Los disparos posteriores se encontraron con problemas inesperados.

Pei Shu’er lo reconoció como el Poder de la Trama, y murmuró a Tang Zan:

—Deberías eliminar a Tang Peilin primero.

Tang Zan apuntó el arma hacia Tang Peilin.

Tang Peilin estaba tan furioso que maldijo en voz alta.

—¡Tang Zan, soy tu tío! ¡Bestia desagradecida!

La expresión de Tang Zan permaneció indiferente.

—¡En mi familia no hay traidores!

Sus palabras resueltas hicieron que todos creyeran aún más en la rectitud de Tang Zan.

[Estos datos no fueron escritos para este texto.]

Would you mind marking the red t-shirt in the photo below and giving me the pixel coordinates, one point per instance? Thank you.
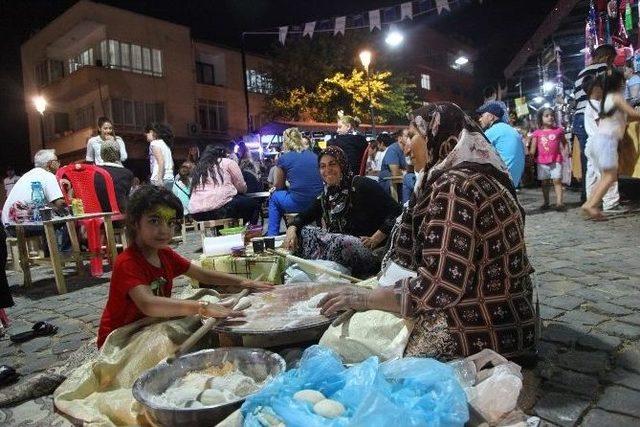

Enfrentando el odio nacional y las aflicciones familiares, Tang Zan podía incluso atacar a su propio tío, lo que indicaba la profundidad de su dolor.

Con un Subgeneral tan íntegro, ¿cómo no confiar en él?

La moral de todos se elevó una vez más.

—¡El Subgeneral Tang defiende la justicia!

Sus acciones contra los Dazi se volvieron más feroces.

El Subgeneral Tang estaba dispuesto a matar incluso a sus propios familiares por el país, dejándolos sin reservas.

¡No podían decepcionar al Subgeneral Tang!

¡Al ataque!

Tang Zan disparó algunas veces más a Tang Peilin, pero por varias razones, no logró matarlo.

Pei Shu’er le entregó a Tang Zan un machete Dazi.

—Quizás, podrías intentar lanzar este machete.

Actualmente, además de ser el Subgeneral interino, Tang Zan también ostentaba el cargo de Comandante.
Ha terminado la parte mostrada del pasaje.